As Bernard flew through the mountain passes and lonely glens, he could hear their music over the rhythmic thunder of his horse’s hooves. They no longer wailed a lament to mourn all he had lost but soared in a jubilant song to celebrate all he hoped to win.
He was finally able to put a name to the hopeless yearning that had plagued him for fifteen years— homesickness. He was homesick for the salty sting of the wind that blew off the sea, the rippling music of the burns gurgling over their rock-strewn beds, the melody of English being spoken with a lilting burr. He was even homesick for the drafty old castle that had come to symbolize the ruin of all his dreams.
The towers of Castle Weyrcraig appeared in the distance, silhouetted against the night sky. Bernard reined his horse to a halt, remembering all the times his parents had been waiting there to welcome him home. Times when his mother would scold him for lingering
too long in the damp while his father ruffled his hair and challenged him to a game of chess or a reading of some epic Gaelic poem. He’d never had the chance to bid farewell to either of them, but as he gazed over that moonlit glen to the castle beyond, it was as if he was finally free to let them go.

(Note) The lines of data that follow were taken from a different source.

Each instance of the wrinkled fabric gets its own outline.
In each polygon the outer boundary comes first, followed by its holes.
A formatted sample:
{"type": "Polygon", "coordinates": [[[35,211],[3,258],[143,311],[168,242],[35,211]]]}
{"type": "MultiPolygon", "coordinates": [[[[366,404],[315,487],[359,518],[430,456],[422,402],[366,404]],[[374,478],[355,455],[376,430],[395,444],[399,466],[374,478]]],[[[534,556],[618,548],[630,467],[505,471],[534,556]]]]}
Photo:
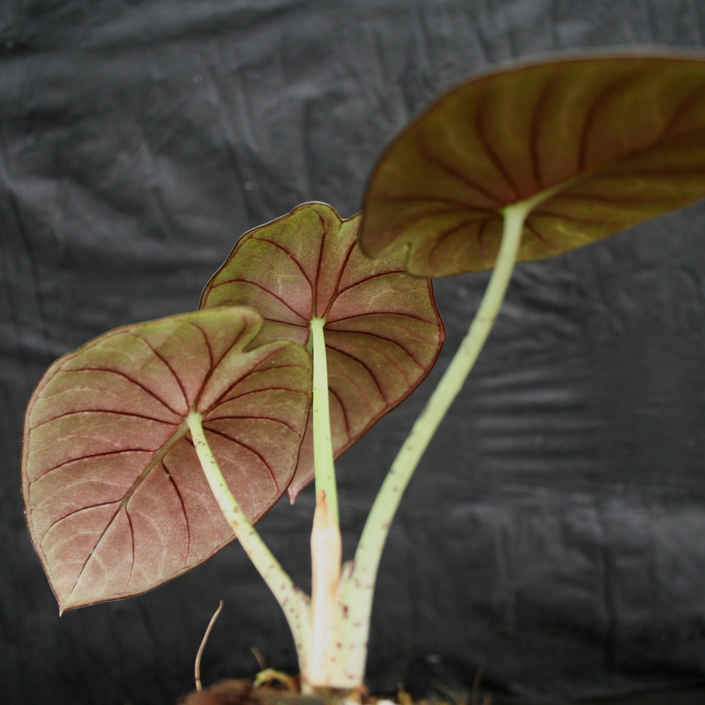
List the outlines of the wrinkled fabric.
{"type": "MultiPolygon", "coordinates": [[[[394,132],[490,64],[554,49],[701,48],[697,0],[152,0],[0,5],[0,693],[173,702],[225,610],[205,681],[295,671],[283,615],[236,544],[61,619],[30,544],[24,407],[56,357],[197,307],[247,229],[299,203],[360,208],[394,132]]],[[[517,268],[385,551],[373,691],[597,697],[705,684],[705,207],[517,268]]],[[[419,389],[338,462],[352,556],[384,473],[477,307],[419,389]]],[[[259,525],[309,587],[311,490],[259,525]]],[[[669,701],[675,702],[675,699],[669,701]]]]}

During all the years he’d spent plotting his return to Ballybliss, he had never once thought of it as going home because he’d believed there would be no one waiting for him once he got there.
But he’d been wrong.
A girl had been waiting for him. A girl who’d grown into a woman with a kind, brave, and constant heart. Instead of pity, she had offered him compassion. She had trembled beneath his hands yet given herself willingly into his arms. She’d taken mercy upon him when he’d had none to offer her and tempered his fury with tenderness.
He could only pray she hadn’t given up on him yet.

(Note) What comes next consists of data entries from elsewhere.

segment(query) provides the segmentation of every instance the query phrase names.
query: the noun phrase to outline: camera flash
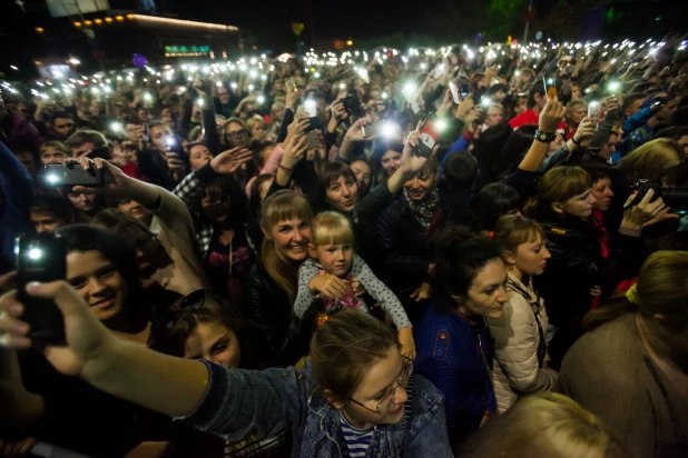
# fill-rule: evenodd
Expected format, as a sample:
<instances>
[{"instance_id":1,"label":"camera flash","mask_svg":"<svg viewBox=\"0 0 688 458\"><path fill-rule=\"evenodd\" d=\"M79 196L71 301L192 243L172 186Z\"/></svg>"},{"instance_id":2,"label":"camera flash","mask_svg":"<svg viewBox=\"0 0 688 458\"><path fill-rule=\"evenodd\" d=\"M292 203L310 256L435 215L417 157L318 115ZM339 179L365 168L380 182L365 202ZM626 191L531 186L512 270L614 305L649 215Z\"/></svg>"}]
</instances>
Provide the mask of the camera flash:
<instances>
[{"instance_id":1,"label":"camera flash","mask_svg":"<svg viewBox=\"0 0 688 458\"><path fill-rule=\"evenodd\" d=\"M60 181L60 178L55 173L48 173L46 175L46 181L48 181L50 185L55 185Z\"/></svg>"},{"instance_id":2,"label":"camera flash","mask_svg":"<svg viewBox=\"0 0 688 458\"><path fill-rule=\"evenodd\" d=\"M443 131L444 129L446 129L446 121L444 119L438 119L434 123L434 129L438 132Z\"/></svg>"},{"instance_id":3,"label":"camera flash","mask_svg":"<svg viewBox=\"0 0 688 458\"><path fill-rule=\"evenodd\" d=\"M396 133L400 131L400 127L397 125L395 125L394 122L383 122L380 131L382 133L383 137L385 138L393 138L396 136Z\"/></svg>"}]
</instances>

The village of Ballybliss slumbered peacefully in the castle’s shadow. As Bernard walked his horse through the deserted streets, he saw a single light burning in the window of the manor.

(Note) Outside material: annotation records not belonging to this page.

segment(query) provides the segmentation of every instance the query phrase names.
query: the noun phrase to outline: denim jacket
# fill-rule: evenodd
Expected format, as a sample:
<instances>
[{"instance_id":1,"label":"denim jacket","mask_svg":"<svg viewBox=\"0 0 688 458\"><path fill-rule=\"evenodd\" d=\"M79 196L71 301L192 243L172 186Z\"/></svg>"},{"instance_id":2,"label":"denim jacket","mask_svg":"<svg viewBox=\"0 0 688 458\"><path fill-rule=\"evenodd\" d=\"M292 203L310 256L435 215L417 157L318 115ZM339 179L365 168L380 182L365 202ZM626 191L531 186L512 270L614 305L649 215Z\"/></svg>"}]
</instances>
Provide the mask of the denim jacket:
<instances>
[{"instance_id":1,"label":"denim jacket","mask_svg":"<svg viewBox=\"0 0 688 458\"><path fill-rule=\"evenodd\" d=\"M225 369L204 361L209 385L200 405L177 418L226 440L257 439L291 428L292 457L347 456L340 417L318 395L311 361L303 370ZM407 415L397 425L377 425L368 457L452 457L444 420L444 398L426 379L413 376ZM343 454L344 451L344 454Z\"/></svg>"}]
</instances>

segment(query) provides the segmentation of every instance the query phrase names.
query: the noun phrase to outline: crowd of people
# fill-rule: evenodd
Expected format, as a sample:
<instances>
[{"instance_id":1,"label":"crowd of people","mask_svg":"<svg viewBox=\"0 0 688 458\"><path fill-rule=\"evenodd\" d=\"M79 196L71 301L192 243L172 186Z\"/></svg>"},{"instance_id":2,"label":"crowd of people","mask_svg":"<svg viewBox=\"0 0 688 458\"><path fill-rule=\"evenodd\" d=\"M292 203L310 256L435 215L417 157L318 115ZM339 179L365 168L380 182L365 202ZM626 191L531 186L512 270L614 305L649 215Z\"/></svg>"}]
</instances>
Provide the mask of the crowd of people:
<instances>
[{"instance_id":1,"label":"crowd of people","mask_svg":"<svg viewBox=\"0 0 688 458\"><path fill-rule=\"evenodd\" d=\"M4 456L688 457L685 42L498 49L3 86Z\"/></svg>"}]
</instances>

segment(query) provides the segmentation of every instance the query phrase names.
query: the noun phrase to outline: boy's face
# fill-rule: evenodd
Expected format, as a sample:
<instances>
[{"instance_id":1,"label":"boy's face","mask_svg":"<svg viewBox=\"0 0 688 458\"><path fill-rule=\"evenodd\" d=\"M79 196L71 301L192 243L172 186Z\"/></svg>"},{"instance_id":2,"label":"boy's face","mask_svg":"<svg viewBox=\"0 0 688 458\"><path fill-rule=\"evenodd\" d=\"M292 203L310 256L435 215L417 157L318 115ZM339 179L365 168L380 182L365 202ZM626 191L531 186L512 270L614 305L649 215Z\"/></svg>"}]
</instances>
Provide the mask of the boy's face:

He tugged on the reins, bringing his mount to a halt. That cozy square of light seemed to mock all his noble intentions. Before he even realized what he was going to do, he was standing on the front stoop of the manor, his hand poised to knock.
Izzy swung open the door before his knuckles could touch the wood. His first instinct was to duck, but as far as he could tell, she was unarmed.
“What is it ye want, lad? If ye wait a few weeks, there’ll be no need to finish what ye started. The good Lord’ll do it for ye.”
“I just want to see him,” Bernard said.
Izzy gave him one long, hard look before stepping aside to let him pass. Taking up her basket of mending, she sank back into her rocking chair, her joints creaking. While she seemed content to darn stockings by the light of the kitchen fire, a lamp burned brightly at the bedside of the man in the next room.
Alastair Wilder was curled up on his side like a child. He had kicked off his blanket, exposing a body stripped of all but sinew and bone.
His eyes fluttered open as Bernard’s shadow fell across the bed. It took them several seconds to focus, but when they did, anger glinted in their red-rimmed depths. “That must have been some bargain ye made with the devil, Ian MacCullough. To keep yer youth and vigor while I wither away like an auld man’s cock.”
Bernard couldn’t think of a single reason to dispossess the old man of the notion that he was conversing with his long-dead friend. In truth, he felt almost as if his father were speaking through him.
“It was you, not I, Alastair Wilder, who made the bargain with the devil. You sold your soul and mine for a thousand pounds in gold.”
“And I’ve been payin’ for it every minute o’ every day since,” Wilder spat out.
“As have I,” Bernard countered.
Wilder cocked his head to the side, eyeing him with more than a trace of cunning. “So why have ye come here? To take yer revenge on a daft auld fool?”